Еще в каком-то письме, раньше, Чехов написал, что поедет, должно быть, из Франции в Африку, пароходом, — он вообще любил путешествовать и соблазнять этим других. Внезапно, среди разговора, мог сказать: «Послушайте, вы же молоды, здоровы, чего бы вам не поехать на Мадагаскар? Или в Китай. Это же замечательно». И теперь стало вдруг детски завидно: зачем сидеть здесь, работать, когда другие ездят, видят Сахару, пирамиды, крокодилов? Пароход, каюта, новые лица за первым завтраком, мгновенный, изучающий, уже волнующий взгляд… Он сошел к себе, лег и не спал, слушая прерывистые наскоки ветра, панический шум кустов и, как казалось, удары моря, хотя оно было далеко и услышать его было невозможно. И то ли уже во сне, то ли в полудреме ярко увидел себя несколько лет назад: верхом, на закате, после дождя, под который он попал в поле, и ярко осознал, как написать об этом, как не забыть ничего: ни жирной черной грязи дороги, ни зеленой мокрой ржи, ни красной от заката воды в колеях, ни сырости и свежести воздуха, ни своего волнения и любви к этой русской ржи, русской церкви на горизонте, русскому золотому пространству… И если бы не сон, не лень, надо было бы вскочить, порвать, сжечь, бросить все прежнее, стихи и рассказы, и написать один тот закат и зеленую мокрую рожь…
А утром встретило его солнце, и настали, после шторма и ветра, тихие, странно-теплые дни. Море и воздух успокоились. И хотя над горами, над Яйлой, клубилась синяя мгла, и казалось, что там метель и снег, а тучи вот-вот перевалят хребет, здесь, на берегу, спокойно светило солнце и даже чуть парило. Как всегда, под солнцем тотчас обнаружилось, что Ялта и зимой зеленый, теплый город, способный в минуту высохнуть, побелеть, принарядиться, и все ожило в два дня. Еще недавно скамейки на набережной, поставленные так, чтоб сидеть лицом к морю, стояли пустые и мокрые, море дохлестывало до них, а теперь все места были заняты дамами, а вокруг дам вмиг составлялись свои группы, склонялись фуражки и шляпы, шло целованье ручек, расшаркиванье, плыли улыбки и остроты. Публики оказалось заметно много для февраля, особенно военных.

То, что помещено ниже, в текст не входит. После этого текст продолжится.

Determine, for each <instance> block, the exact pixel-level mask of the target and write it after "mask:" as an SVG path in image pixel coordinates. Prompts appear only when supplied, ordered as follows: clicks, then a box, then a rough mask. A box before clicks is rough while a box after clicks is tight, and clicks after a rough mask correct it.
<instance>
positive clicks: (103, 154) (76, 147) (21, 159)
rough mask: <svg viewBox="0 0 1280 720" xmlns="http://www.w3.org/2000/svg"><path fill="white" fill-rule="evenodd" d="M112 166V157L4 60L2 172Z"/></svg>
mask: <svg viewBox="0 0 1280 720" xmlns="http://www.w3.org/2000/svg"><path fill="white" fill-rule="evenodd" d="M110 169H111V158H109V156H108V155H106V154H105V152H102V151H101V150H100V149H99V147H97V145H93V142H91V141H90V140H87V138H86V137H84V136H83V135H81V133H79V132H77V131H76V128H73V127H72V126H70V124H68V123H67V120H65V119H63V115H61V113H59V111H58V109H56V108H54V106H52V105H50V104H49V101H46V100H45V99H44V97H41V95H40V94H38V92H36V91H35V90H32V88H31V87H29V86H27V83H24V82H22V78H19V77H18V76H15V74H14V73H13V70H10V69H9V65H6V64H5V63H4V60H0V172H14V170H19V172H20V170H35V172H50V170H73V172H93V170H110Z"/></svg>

Медленно двигались кареты, ландо, коляски, и дешевые «корзинки», и «визавишки»; татарчата разносили газеты, воды и фрукты, каштаны и миндаль, они же стучали щетками по ящикам, зазывая чистить сапоги. Прогулочный пароходик «Гурзуф» объявился у пристани. И совсем по-летнему пахло по набережной чебуреками, кофе, духами и ванилью из кондитерской Флорена и от Верне, где успели вынести столики на летнюю галерею.